Yell.com now have their own spider

Forum Moderators: IanTurner & engine

Message Too Old, No Replies

Yell.com now have their own spider

Why?

IanTurner

12:12 am on Feb 26, 2003 (gmt 0)

Why would Yell.com want a spider, as far as I can tell they are only a directory.

Details:

2003-02-24 11:59:38 194.74.151.201 - W3SVC48 RASRV02 nnn.nnn.nnn.nn 80 GET /robots.txt - 200 0 450 130 31 HTTP/1.1 YellSpider - -

That IP resolves to:
inetnum: 194.74.151.192 - 194.74.151.207
netname: BT-CUST-983
descr: Yellow Pages
country: GB
admin-c: WG219-RIPE
tech-c: SW239-RIPE
status: ASSIGNED PA
mnt-by: RIPE-NCC-NONE-MNT
changed: Peter.Lee@bt.net 19961217
source: RIPE

jdMorgan

12:33 am on Feb 26, 2003 (gmt 0)

IanTurner,

I'd guess they are revalidating their links.

Jim

MarkHarwood

12:28 pm on Feb 26, 2003 (gmt 0)

Interesting to see that they were looking for a robots.txt file - why would they do that if they were just validating a link?
Looks like it might be a spider. Was the site being spidered a company registered with Yellow Pages?

engine

1:00 pm on Feb 26, 2003 (gmt 0)

Mark,

Welcome to WebmasterWorld [webmasterworld.com]

The Robots.txt file (if it exists) provides every spider with information about which parts of the site can or can't be spidered.

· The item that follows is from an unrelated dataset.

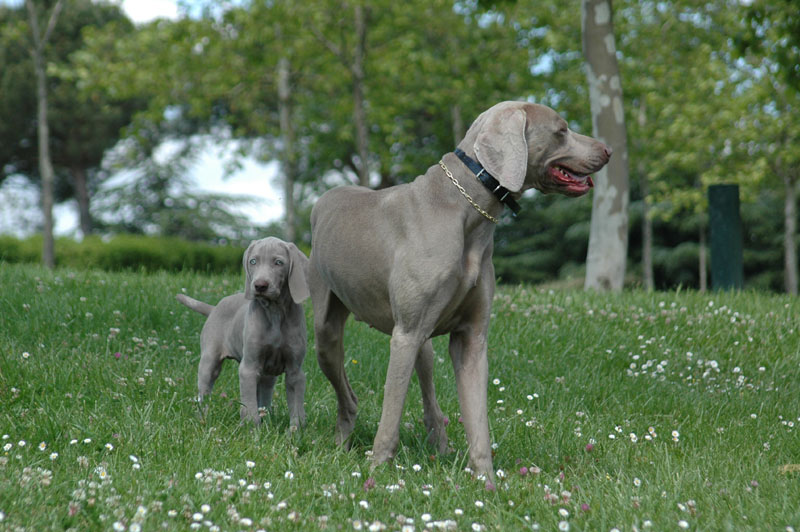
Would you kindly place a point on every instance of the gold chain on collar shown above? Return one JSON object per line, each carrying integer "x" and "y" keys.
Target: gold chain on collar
{"x": 464, "y": 192}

A well behaved spider will automatically look for a robots.txt file before it proceeds further.

MarkHarwood

1:50 pm on Feb 26, 2003 (gmt 0)

Hi, engine.

My point is they may be spidering all of the content from each of their customers sites. I've just finished a project for Thomson Local to do exactly this.
You're right - if you want to spider the whole site you would check robots.txt first. If you were simply Yell checking a single url held against your customer records, why bother? Surely you would just test that single URL was valid?

IanTurner

2:15 pm on Feb 26, 2003 (gmt 0)

I can tell you that the site was registered with Yellow pages and that the spider did take some other pages but not the whole site.

Robber

1:02 am on Feb 27, 2003 (gmt 0)

As much as I would like to see another full spidering engine out there, I can't see it coming from Yell as they cant even get their own site indexed that well!